Population-genetic analysis of HvABCG31 promoter sequence in wild barley (Hordeum vulgare ssp. spontaneum)

Abstract

Background: The cuticle is an important adaptive structure whose origin played a crucial role in the transition of plants from aqueous to terrestrial conditions. HvABCG31/Eibi1 is an ABCG transporter gene, involved in cuticle formation that was recently identified in wild barley (Hordeum vulgare ssp. spontaneum). To study the genetic variation of HvABCG31 in different habitats, its 2 kb promoter region was sequenced from 112 wild barley accessions collected from five natural populations from southern and northern Israel. The sites included three mesic and two xeric habitats, and differed in annual rainfall, soil type, and soil water capacity.

Results: Phylogenetic analysis of the aligned HvABCG31 promoter sequences clustered the majority of accessions (69 out of 71) from the three northern mesic populations into one cluster, while all 21 accessions from the Dead Sea area, a xeric southern population, and two isolated accessions (one from a xeric population at Mitzpe Ramon and one from the xeric 'African Slope' of "Evolution Canyon") formed the second cluster. The southern arid populations included six haplotypes, but they differed from the consensus sequence at a large number of positions, while the northern mesic populations included 15 haplotypes that were, on average, more similar to the consensus sequence. Most of the haplotypes (20 of 22) were unique to a population. Interestingly, higher genetic variation occurred within populations (54.2%) than among populations (45.8%). Analysis of the promoter region detected a large number of transcription factor binding sites: 121-128 and 121-134 sites in the two southern arid populations, and 123-128,125-128, and 123-125 sites in the three northern mesic populations. Three types of TFBSs were significantly enriched: those related to GA (gibberellin), Dof (DNA binding with one finger), and light.

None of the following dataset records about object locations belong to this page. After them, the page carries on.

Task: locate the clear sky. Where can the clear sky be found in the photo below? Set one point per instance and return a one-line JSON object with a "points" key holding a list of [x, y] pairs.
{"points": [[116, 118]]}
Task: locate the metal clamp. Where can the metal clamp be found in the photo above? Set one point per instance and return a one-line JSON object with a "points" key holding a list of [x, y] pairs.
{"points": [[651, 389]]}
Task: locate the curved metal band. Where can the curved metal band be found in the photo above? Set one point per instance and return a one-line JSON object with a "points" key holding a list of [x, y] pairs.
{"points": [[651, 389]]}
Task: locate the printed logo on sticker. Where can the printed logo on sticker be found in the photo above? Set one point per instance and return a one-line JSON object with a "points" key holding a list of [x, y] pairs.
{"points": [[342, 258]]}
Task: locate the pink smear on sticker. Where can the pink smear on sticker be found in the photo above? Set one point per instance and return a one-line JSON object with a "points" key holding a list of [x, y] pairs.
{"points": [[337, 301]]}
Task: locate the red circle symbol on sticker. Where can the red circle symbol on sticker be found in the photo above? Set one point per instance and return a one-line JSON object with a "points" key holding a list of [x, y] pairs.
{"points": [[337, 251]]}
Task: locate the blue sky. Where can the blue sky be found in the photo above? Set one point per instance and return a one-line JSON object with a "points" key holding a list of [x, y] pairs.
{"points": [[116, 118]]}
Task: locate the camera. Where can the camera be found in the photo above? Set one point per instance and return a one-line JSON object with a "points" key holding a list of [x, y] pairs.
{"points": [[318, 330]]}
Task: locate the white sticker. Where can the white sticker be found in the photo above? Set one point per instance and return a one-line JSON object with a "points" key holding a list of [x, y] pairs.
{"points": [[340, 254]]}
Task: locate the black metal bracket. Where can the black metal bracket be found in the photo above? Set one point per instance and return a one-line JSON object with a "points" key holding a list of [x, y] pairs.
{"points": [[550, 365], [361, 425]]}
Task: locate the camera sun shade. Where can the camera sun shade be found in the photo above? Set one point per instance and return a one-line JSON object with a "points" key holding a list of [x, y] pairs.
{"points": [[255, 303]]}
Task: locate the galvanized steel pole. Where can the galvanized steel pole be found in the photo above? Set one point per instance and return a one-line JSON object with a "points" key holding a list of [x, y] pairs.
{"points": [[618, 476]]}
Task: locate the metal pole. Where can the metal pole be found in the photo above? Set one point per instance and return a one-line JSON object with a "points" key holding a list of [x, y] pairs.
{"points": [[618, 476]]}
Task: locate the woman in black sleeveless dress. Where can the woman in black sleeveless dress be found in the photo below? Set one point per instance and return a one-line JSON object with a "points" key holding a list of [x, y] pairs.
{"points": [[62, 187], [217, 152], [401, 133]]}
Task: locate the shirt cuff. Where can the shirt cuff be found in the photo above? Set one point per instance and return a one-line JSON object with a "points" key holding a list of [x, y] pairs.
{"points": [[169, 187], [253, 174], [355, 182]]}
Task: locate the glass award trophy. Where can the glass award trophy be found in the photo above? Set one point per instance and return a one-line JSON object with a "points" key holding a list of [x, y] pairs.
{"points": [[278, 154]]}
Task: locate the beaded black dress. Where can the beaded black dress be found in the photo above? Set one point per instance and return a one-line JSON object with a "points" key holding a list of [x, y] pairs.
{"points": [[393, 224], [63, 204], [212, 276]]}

Conclusions: Drought stress and adaptive natural selection may have been important determinants in the observed sequence variation of HvABCG31 promoter. Abiotic stresses may be involved in the HvABCG31 gene transcription regulations, generating more protective cuticles in plants under stresses.

Figure 1

Haplotype distribution in five natural populations of Hordeum vulgare ssp. s (Spontaneum) in Israel. The white sectors in the pies indicate the frequencies of haplotypes unique to that population, while patterned sectors denote the frequencies of haplotypes shared between populations (for frequency details, see Table 2). P1, Mitzpe Ramon; P2, Dead Sea; P3, "Evolution Canyon"; P4, Arbel; P5, Yehudiyya.

Figure 2

Maximum likelihood bootstrap consensus phylogeny of 2 kb sequence of the HvABCG31 promoter. The phylogenetic consensus tree was constructed using the method of maximum likelihood in MEGA5. Values at the nodes are bootstrap percentage > 60%. Percentages below the cluster names refer to the accession proportions in specific populations. P1, Mitzpe Ramon; P2, Dead Sea; P3, "Evolution Canyon"; P4, Arbel; P5, Yehudiyya.

Figure 3

Differences between haplotypes and the consensus sequence of HvABCG31 promoter in Hordeum vulgare ssp. spontaneum. The number of rare polymorphic sites for each haplotype are above the bars. P1, Mitzpe Ramon; P2, Dead Sea; P3, "Evolution Canyon"; P4, Arbel; P5, Yehudiyya.

Figure 4

Numbers and categories of transcription factor binding sites (TFBSs) in the HvABCG31 promoter of Hordeum vulgare ssp. spontaneum. Different grids in the histogram refer to specific transcription factor binding sites; Sites indicated in red occurred at significantly higher frequencies than random, based on a permutation test with 10,000 runs; their sequences are given and related transcription factors are listed in brackets.

Figure 5

Proportions of conserved and non-conserved TFBSs in the Hordeum vulgare ssp. spontaneum HvABCG31 promoter sequence. The TFBSs were analysed using PlantPan database ( http://plantpan.mbc.nctu.edu.tw/index.php). The upper pie chart showed the over all proportions of conserved and non-conserved TFBSs, and the two lower pie charts showed the proportions of different categories of TFBSs within each group.

Figure 6

Distribution of non-conserved TFBSs in all 22 haplotypes of the HvABCG31 promoter. The upper dashed area refer to TFBSs that occurred in a majority of haplotypes, and the lower dashed area refer to those occurring in a minority of haplotypes.